In the 1920s some municipalities supplied hot water to homes by large storage tanks that were heated by the sun power. As the unit cost of electricity and gas decreased, such applications became relatively more expensive and were unable to compete. However, old ideas quite often become new again, but with a modern twist. Modern solar hot water heating systems using sun energy have now been in use for more than thirty years.
However, what is even newer are ways of heating the home with the use of solar energy that go well beyond simple windows. Although it is certainly possible to just allow sunlight to stream in through a window, that often leads to areas of the home that are too bright. It also generates areas that are too warm, while others receive little or no heat. Modern solar heating systems can redirect solar energy to provide an even, comfortable temperature throughout the house.
Some such systems use water or a salt water mixture. The tubes and channels that contain the liquid sometimes lie in small parabolic mirror-type troughs that concentrate the sun’s rays to raise the water temperature. That is how many solar water heating systems work, minus the salt, of course. But that same technology can be adapted to supply home heat.

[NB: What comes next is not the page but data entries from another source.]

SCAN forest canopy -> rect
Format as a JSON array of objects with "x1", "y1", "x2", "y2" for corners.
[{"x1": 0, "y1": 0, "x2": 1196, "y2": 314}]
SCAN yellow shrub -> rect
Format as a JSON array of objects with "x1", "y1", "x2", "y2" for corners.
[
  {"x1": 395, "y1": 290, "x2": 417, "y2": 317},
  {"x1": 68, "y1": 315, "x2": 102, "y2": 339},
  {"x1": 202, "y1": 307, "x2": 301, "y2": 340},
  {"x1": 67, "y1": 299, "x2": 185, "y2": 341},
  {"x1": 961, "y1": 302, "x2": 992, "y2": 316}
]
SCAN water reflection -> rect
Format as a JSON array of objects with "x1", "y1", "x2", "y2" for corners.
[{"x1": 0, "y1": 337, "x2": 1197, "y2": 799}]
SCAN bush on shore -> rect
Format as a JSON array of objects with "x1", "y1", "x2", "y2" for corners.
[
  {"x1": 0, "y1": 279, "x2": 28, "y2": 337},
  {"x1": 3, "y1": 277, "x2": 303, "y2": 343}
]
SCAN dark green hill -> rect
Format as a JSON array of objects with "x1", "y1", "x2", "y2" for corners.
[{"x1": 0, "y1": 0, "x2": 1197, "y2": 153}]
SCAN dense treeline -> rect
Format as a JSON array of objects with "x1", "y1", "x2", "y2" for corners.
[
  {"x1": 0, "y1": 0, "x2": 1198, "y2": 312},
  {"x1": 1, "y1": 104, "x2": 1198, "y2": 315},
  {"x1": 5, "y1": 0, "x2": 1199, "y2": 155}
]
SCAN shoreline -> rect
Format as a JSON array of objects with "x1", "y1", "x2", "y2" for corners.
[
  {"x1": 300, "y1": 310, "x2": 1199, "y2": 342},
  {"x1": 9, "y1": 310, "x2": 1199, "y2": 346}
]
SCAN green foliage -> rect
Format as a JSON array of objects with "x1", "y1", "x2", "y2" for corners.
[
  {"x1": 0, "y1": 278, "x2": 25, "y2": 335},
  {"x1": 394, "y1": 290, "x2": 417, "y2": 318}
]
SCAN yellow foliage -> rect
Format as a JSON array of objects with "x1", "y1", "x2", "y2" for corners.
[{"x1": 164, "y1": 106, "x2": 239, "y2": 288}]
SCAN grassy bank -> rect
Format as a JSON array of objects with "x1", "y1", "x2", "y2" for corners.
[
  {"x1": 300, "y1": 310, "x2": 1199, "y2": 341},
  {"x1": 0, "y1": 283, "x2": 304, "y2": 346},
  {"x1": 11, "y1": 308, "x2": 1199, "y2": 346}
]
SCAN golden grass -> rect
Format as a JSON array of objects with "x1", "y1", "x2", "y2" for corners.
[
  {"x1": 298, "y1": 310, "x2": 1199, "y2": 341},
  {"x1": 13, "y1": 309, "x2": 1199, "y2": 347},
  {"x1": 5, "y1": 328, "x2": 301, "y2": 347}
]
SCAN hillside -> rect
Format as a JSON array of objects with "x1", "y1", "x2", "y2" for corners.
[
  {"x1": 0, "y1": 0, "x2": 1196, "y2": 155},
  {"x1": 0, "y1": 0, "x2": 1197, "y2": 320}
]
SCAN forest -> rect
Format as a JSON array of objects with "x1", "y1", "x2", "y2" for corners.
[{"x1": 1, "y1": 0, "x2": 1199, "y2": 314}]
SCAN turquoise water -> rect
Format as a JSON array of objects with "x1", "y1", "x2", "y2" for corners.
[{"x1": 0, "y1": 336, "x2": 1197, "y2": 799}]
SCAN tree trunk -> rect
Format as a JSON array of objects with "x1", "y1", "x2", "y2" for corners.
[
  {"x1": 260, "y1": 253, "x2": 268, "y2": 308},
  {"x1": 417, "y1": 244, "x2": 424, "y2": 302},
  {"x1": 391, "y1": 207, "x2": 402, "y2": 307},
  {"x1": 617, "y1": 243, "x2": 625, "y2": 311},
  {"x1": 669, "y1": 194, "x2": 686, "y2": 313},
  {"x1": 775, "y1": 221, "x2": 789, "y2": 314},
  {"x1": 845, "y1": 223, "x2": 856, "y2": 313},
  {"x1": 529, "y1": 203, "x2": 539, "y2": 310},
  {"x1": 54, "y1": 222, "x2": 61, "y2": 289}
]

Most water systems are designed to keep the heat from escaping. That way, the water does not have to be continually reheated and hot water is available on demand. But home heating systems reverse that idea and allow some of that heat to escape.
In one application, a series of tubes runs under wooden, clay or other materials used for flooring. By design, the heat gradually flows through the flooring and rises up into the air to provide a comfortable interior environment.
Clever designers have taken the idea one step further. They know that water is not the only common fluid in our environment. Although air is not a liquid, it is defined as a fluid by scientists. That gives it some of the properties of a liquid in that it flows easily. Filling the tubes with air or other gas makes it possible to still absorb and deposit heat where it is needed. At the same time, because the gas is not a liquid, if a leak occurs there is no major damage to the home.
Such applications are not as efficient at storing heat as liquid systems are because they are not as dense. But neither would you have to endure the cost of major repairs in case something goes wrong. If the system springs a leak, it is only necessary to patch it or replace a small section, an inexpensive operation especially compared to the cost of replacing flooring or walls after a water leak.
Such problems are not as rare as they may seem. In climates where the weather becomes quite cold in the winter, water inside pipes does sometimes freeze and break the pipe. Yet, at the same time, there are many such cold days that still supply plenty of sunshine that could be used in a solar heating system.